Project Cappuccino: Clutches, Oil Leaks, and Kei Car Oddities
Cappuccino Rear Main Seal & Oil Pan
We noticed the oil pan was still weeping, so even though we only did this 1000 miles ago, we’re forced to re-seal the pan again.
Gasket Cutter
We used a gasket-cutting tool to cut through the old RTV and remove the oil pan. The rear main seal sits in its own housing that is removed with a couple of bolts.  This is the correct tool for breaking seals: it’s essentially a razor blade welded to a block of steel so you can whack it with a hammer.  When used correctly, it does not bend the flange of the oil pan.

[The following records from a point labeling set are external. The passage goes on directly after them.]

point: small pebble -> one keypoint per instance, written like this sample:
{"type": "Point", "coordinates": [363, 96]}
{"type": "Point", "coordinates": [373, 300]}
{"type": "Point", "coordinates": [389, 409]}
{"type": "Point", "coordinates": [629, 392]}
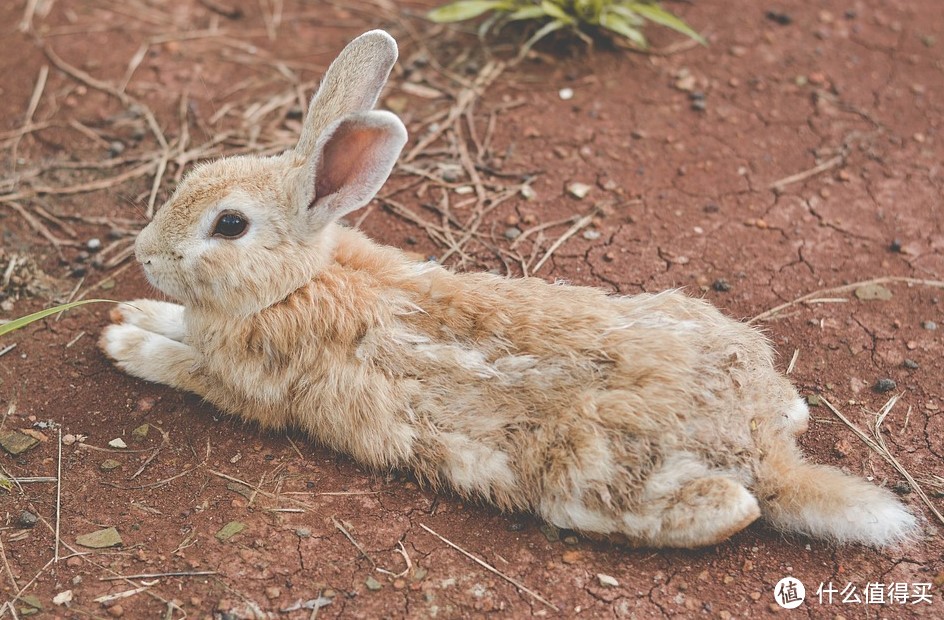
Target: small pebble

Worn Cappuccino Rear Main Seal
The old rear main seal was showing some scoring and burnishing on the wear face. It’s not leaking yet but based on what we’re seeing here it was getting mighty close.

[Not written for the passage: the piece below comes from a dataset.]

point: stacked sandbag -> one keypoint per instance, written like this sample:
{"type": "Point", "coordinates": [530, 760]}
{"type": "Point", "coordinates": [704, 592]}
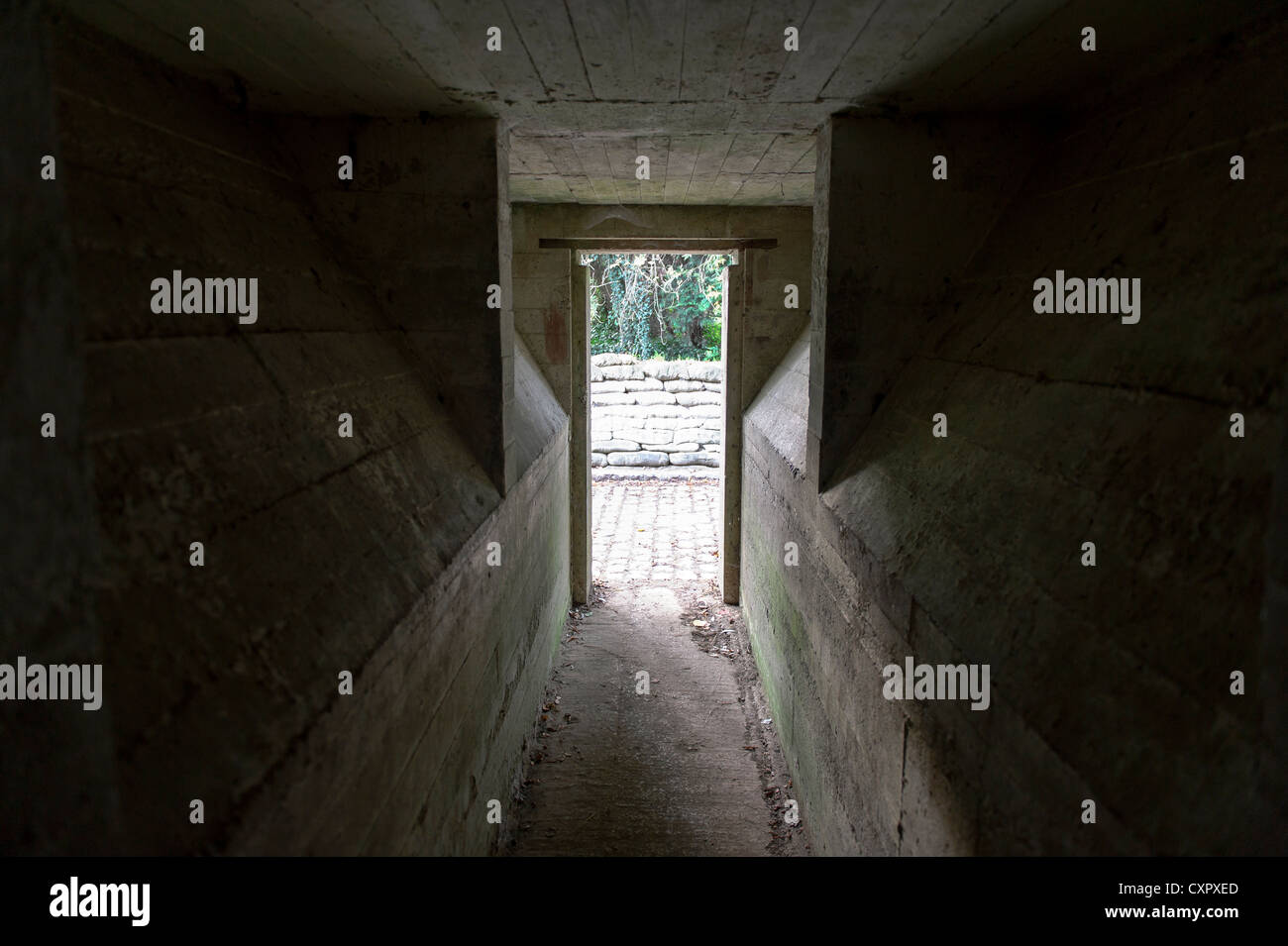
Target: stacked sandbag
{"type": "Point", "coordinates": [655, 413]}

Cappuccino Rear Main Seal & Gasket
We purchased a brand new main seal and gasket from MegaZip. They stock all sorts of NOS (New Old Stock) parts and have a nice inventory of Cappuccino parts.
New Cappuccino Rear Main Seal
We gave the housing a quick clean, then pressed in the new rear main seal.
Cappuccino Rear Main Seal Gasket Trimming
The new gasket was about ¼” too long for our housing. We secured the gasket with the alignment dowels, then sliced off the excess with a razor blade and reinstalled the housing onto the engine block.

3 comments

  1. I love how tiny everything is.
    FYI the oversize gasket is meant to be cut off after installation, just before applying sealant.

    1. There were two different layers of silicone when I went in there 2 years ago and I reeeeeeeeallly didn’t want to be removing the entire transmission a third time! It may be small but it’s a PITA!